Tout l’enjeu est que les réseaux sociaux sont quelque chose de formidable dès lors qu’ils demeurent un outil, et surtout que leurs utilisateurs ont l’esprit critique nécessaire pour analyser les informations qu’ils reçoivent. La menace, en soi, n’est pas la technologie mais ce que ses usages révèlent de l’humain.
Oui, nous vivons une drôle d’époque avec des gens individualistes qui de fait, se sentent de plus en plus seuls et vides. Ils n’écoutent plus les autres, ils ne font plus confiance, ils se tribalisent. Ils vont rechercher des vérités sur internet (et nous payons la manière dont nous avons vilipendé les religions lorsqu’elles s’érigeaient en seule vérité) parce qu’ils ne les trouvent plus ailleurs.
Ce sont des algorithmes qui influent les grandes décisions à l’échelle du monde et des technologies, pensées dans un cadre idéologique ultra-libéral, qui ne cherchent en fait qu’à financiariser et revendre nos données. Sauf qu’il n’y a encore aucune règle ou régulation pour les contrôler.

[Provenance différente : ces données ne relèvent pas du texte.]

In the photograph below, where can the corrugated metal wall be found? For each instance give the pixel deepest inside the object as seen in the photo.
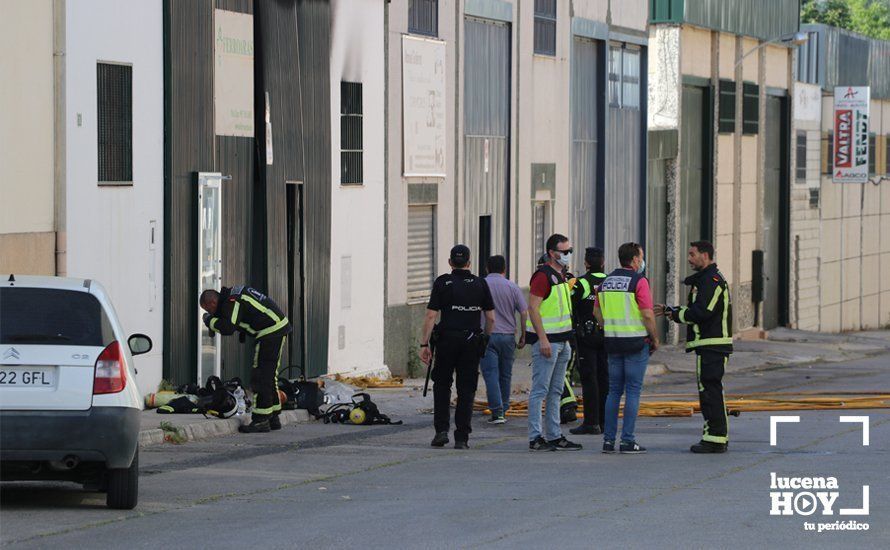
(189, 147)
(292, 62)
(845, 58)
(764, 19)
(236, 158)
(277, 77)
(662, 156)
(586, 91)
(879, 69)
(314, 31)
(695, 165)
(487, 131)
(624, 179)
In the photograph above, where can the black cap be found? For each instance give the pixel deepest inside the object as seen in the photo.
(460, 255)
(594, 255)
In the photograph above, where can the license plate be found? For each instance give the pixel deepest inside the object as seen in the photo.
(27, 377)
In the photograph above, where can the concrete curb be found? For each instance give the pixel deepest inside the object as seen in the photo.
(205, 429)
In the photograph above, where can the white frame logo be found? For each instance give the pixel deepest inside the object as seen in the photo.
(805, 496)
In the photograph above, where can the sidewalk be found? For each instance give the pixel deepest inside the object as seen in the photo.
(193, 427)
(782, 347)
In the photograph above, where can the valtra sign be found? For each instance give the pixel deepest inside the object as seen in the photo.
(851, 134)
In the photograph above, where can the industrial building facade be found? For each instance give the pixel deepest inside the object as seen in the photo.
(719, 164)
(840, 255)
(508, 121)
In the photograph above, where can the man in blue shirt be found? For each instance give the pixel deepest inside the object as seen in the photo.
(497, 364)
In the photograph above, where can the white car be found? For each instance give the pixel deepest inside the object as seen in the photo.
(69, 405)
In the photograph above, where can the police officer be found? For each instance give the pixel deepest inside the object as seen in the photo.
(592, 364)
(708, 320)
(253, 314)
(457, 298)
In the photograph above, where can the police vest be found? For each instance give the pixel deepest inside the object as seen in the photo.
(556, 309)
(622, 321)
(462, 300)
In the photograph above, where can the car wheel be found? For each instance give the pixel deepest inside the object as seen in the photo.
(123, 486)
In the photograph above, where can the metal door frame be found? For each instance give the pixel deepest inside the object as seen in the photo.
(208, 180)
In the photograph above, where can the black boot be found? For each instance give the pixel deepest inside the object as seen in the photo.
(440, 440)
(586, 429)
(707, 447)
(255, 426)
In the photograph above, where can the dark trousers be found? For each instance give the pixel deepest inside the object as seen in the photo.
(593, 366)
(264, 377)
(456, 356)
(710, 366)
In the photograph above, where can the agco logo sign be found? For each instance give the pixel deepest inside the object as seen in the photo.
(806, 495)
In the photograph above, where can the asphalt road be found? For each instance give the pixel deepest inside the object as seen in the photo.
(322, 486)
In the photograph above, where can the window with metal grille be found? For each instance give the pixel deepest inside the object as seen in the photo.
(887, 155)
(545, 27)
(423, 17)
(630, 78)
(801, 156)
(615, 76)
(750, 108)
(421, 250)
(350, 133)
(872, 155)
(726, 107)
(624, 77)
(540, 228)
(114, 122)
(808, 59)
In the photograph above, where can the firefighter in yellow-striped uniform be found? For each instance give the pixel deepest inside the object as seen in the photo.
(254, 314)
(708, 320)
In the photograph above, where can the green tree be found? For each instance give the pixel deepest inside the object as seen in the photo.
(868, 17)
(871, 18)
(835, 13)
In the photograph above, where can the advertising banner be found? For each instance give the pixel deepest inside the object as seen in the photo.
(851, 134)
(233, 74)
(423, 106)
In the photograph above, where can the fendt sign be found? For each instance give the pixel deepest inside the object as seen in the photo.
(851, 134)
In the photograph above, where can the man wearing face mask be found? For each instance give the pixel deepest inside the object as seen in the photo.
(549, 330)
(708, 320)
(623, 308)
(591, 356)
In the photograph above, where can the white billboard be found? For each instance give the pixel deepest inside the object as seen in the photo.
(423, 106)
(233, 73)
(851, 134)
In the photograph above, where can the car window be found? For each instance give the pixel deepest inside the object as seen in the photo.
(52, 316)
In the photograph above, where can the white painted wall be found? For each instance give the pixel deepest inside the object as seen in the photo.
(357, 212)
(108, 227)
(26, 130)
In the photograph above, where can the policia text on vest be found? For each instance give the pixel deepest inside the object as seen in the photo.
(457, 298)
(252, 313)
(708, 319)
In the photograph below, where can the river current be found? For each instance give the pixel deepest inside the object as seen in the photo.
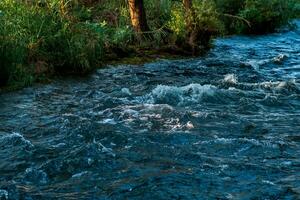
(222, 126)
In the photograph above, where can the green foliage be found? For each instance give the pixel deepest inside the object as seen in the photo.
(42, 37)
(266, 15)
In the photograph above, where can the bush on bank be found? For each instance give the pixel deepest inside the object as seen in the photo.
(39, 38)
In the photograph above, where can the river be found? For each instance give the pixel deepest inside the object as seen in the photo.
(222, 126)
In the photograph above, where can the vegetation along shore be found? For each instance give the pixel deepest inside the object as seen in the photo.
(40, 39)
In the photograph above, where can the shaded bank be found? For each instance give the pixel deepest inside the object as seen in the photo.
(42, 39)
(224, 126)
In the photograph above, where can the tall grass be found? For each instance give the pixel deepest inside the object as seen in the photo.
(42, 38)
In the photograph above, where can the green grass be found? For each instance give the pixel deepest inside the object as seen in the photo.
(44, 38)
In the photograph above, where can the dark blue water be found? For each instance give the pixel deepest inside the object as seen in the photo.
(223, 126)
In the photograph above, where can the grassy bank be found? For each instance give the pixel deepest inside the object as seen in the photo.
(44, 38)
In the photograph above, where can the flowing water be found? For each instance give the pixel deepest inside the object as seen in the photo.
(223, 126)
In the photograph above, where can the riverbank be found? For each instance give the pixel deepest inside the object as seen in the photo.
(222, 126)
(42, 40)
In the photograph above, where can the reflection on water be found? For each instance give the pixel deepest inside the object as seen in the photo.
(222, 126)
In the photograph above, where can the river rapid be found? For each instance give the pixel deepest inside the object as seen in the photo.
(222, 126)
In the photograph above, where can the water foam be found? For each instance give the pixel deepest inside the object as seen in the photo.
(172, 95)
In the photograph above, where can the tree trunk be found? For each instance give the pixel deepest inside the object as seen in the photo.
(192, 30)
(138, 16)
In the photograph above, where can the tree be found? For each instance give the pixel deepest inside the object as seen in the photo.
(138, 15)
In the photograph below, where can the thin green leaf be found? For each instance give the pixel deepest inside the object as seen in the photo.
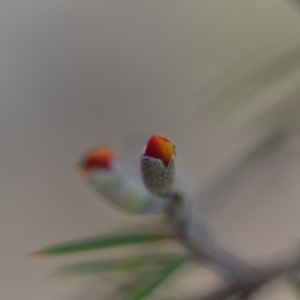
(155, 281)
(113, 266)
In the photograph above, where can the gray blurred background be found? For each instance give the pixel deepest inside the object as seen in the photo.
(77, 73)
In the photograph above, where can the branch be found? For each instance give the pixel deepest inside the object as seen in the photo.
(287, 266)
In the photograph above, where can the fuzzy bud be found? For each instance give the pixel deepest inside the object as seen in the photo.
(158, 165)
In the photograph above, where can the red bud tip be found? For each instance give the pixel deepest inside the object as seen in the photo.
(98, 158)
(161, 148)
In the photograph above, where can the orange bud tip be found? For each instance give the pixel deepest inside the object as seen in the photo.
(161, 148)
(35, 255)
(99, 158)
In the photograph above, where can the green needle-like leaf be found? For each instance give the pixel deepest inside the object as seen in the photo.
(113, 266)
(98, 243)
(153, 282)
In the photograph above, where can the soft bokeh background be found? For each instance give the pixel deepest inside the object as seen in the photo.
(76, 73)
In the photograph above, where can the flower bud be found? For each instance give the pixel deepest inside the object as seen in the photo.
(158, 165)
(111, 180)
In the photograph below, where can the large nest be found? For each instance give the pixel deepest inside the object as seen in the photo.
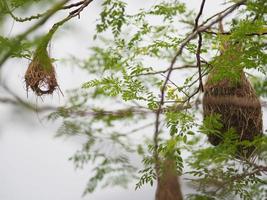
(40, 75)
(239, 108)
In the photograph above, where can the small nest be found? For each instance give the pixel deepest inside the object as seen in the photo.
(40, 75)
(239, 108)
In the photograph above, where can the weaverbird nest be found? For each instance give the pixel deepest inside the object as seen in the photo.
(239, 108)
(40, 76)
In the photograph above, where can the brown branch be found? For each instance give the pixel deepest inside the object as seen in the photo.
(191, 36)
(166, 70)
(199, 45)
(73, 5)
(199, 15)
(16, 100)
(199, 62)
(229, 33)
(22, 36)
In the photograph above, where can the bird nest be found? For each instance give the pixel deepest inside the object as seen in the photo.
(239, 108)
(40, 76)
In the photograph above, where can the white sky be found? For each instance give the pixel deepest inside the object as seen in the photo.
(34, 165)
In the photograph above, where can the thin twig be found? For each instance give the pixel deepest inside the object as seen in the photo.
(199, 29)
(199, 45)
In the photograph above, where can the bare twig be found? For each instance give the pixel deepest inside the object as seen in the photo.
(22, 36)
(199, 46)
(229, 33)
(166, 70)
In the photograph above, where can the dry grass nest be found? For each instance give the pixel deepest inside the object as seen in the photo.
(40, 76)
(239, 108)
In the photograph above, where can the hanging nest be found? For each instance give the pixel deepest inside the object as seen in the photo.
(239, 108)
(40, 76)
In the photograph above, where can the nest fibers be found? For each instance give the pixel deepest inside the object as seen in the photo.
(40, 75)
(239, 108)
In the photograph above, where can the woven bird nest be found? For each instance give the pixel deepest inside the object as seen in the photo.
(239, 108)
(40, 76)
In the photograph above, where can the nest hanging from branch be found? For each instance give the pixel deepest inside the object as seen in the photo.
(40, 76)
(239, 108)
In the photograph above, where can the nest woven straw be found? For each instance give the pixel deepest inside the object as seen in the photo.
(40, 76)
(238, 106)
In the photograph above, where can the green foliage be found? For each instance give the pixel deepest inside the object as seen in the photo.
(126, 74)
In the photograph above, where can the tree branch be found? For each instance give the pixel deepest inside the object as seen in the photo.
(199, 29)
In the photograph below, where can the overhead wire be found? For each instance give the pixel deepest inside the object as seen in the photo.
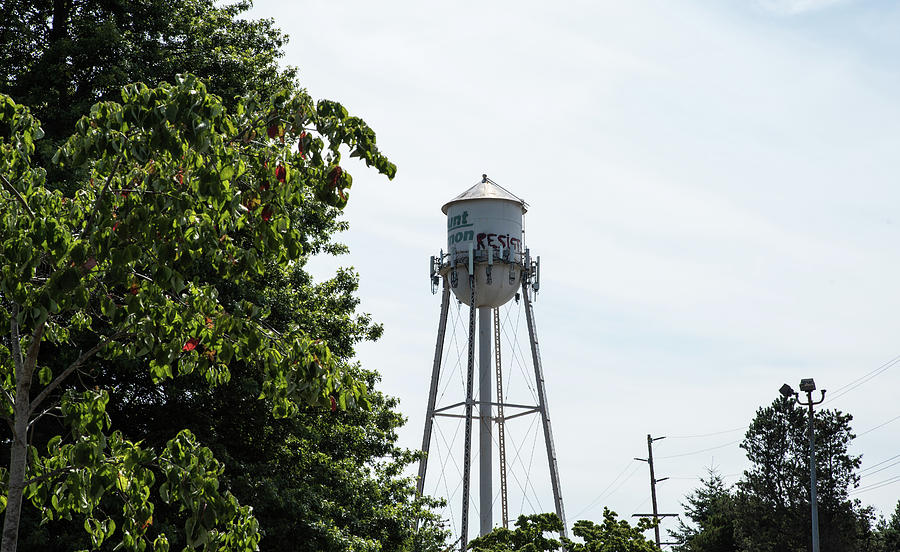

Le documentaire pose des questions intelligentes comme la raison pour laquelle nous recevons des mails de notification et pas directement la notification. Il montre que les réseaux sociaux, utilisés par les dictatures qui les limitent contre les démocraties, ne piratent pas mais utilisent les propres failles des réseaux sociaux pour arriver à ses fins.
Dix ans après Michel SERRES dans Petite Poucette, il en arrive aussi au constat que les évolutions technologiques de la société vont trop vite par rapport aux capacités d’adaptabilité du cerveau humain, même si la génération Z née après 1996 n’a pas forcément ce problème parce qu’elle ne connaît que ce paradigme.
Personnellement, j’ai peur des réseaux sociaux qui rendent les gens complètement cons. Je ne pense pas que je connaîtrais une intelligence artificielle qui soit aussi voire plus intelligente que l’humain, du genre Skynet dans Terminator. Mais je trouve qu’on perd un temps fou, loin de la vraie vie. C’est pourquoi j’ai arrêté d’avoir mes réseaux sociaux et je réfléchis aussi à arrêter internet sur mon portable.
Le documentaire finit par quelques conseils pour résister aux ravages des réseaux sociaux : bloquer les cookies, taxer les données, utiliser Qwant plutôt que Google, refuser les vidéos recommandées, se désabonner des notifications, vérifier les sources, refuser les liens pièges à clics, se forcer à aller lire, limiter l’usage aux enfants et éteindre tout écran la nuit, voire quelques heures avant de dormir.